Le poème "Ordre et désordre de l'amour" de Paul Eluard

Note

[1] Oui mais un jour j'ai été victime d'une absence de mouchoirs parce que je les avais filés à mon écrivain irlandais vivant préféré et ça, c'est la classe totale.

vendredi 2 janvier 2026

C'est ainsi que le sceau fut

(Il est 17h27 et je regarde le ciel orange et gris, la nuit n'a pas encore complètement gagné. Ça ne décolle pas complètement le blues qui me tient pour aucune raison précise, mais c'est beau, alors je prends une minute pour regarder).

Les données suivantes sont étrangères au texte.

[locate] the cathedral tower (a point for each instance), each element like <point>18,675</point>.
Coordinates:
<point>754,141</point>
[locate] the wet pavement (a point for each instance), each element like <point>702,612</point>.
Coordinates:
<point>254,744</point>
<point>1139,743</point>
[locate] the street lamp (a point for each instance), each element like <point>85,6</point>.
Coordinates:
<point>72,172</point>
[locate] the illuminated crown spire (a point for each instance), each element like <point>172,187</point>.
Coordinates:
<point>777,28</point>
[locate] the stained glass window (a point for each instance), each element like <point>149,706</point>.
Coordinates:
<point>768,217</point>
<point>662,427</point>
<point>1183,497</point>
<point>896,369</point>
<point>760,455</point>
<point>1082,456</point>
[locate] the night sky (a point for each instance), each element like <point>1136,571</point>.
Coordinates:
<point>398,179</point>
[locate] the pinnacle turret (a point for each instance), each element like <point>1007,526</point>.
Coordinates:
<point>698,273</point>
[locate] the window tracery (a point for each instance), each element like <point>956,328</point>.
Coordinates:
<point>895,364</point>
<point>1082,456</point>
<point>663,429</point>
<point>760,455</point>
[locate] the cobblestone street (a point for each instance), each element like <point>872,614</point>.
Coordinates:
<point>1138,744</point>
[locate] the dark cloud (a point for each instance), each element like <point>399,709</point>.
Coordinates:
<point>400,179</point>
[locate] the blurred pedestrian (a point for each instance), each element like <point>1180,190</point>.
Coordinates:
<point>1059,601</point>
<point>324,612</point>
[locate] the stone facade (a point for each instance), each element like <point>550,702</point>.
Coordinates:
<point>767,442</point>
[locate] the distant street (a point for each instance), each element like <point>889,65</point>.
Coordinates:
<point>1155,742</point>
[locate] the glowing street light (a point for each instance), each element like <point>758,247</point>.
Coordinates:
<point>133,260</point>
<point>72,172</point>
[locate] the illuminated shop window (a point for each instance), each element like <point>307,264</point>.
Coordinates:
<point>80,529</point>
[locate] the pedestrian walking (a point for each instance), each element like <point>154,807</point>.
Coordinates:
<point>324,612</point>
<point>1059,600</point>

Je parlais l'autre jour d'un cadeau que je me suis fait ; il est depuis quelques jours en ma possession, l'heure de la révélation a sonné.

J'avais déjà eu le grand plaisir de faire faire un cadeau par Alain et le plaisir des échanges au moment de la création du sceau en question m'avait réjouie. Plaisir d'offrir doublé, donc.

Mais aussi envie d'en avoir un à moi.

Alors quand il a enfin fini par récupérer les pierres idoines, je me suis lancée.

On se connaît depuis longtemps, avec Alain, mais pas encore très bien. Je lui ai donc suggéré d'enquêter sur les terres Bigoudènes, afin de voir si certaines Drama Kouigns de notre connaissance, en l'occurrence Kozlika et Alana n'auraient pas quelques idées à lui souffler pour les caractères qui formeraient, non pas ma signature, mais mon sceau.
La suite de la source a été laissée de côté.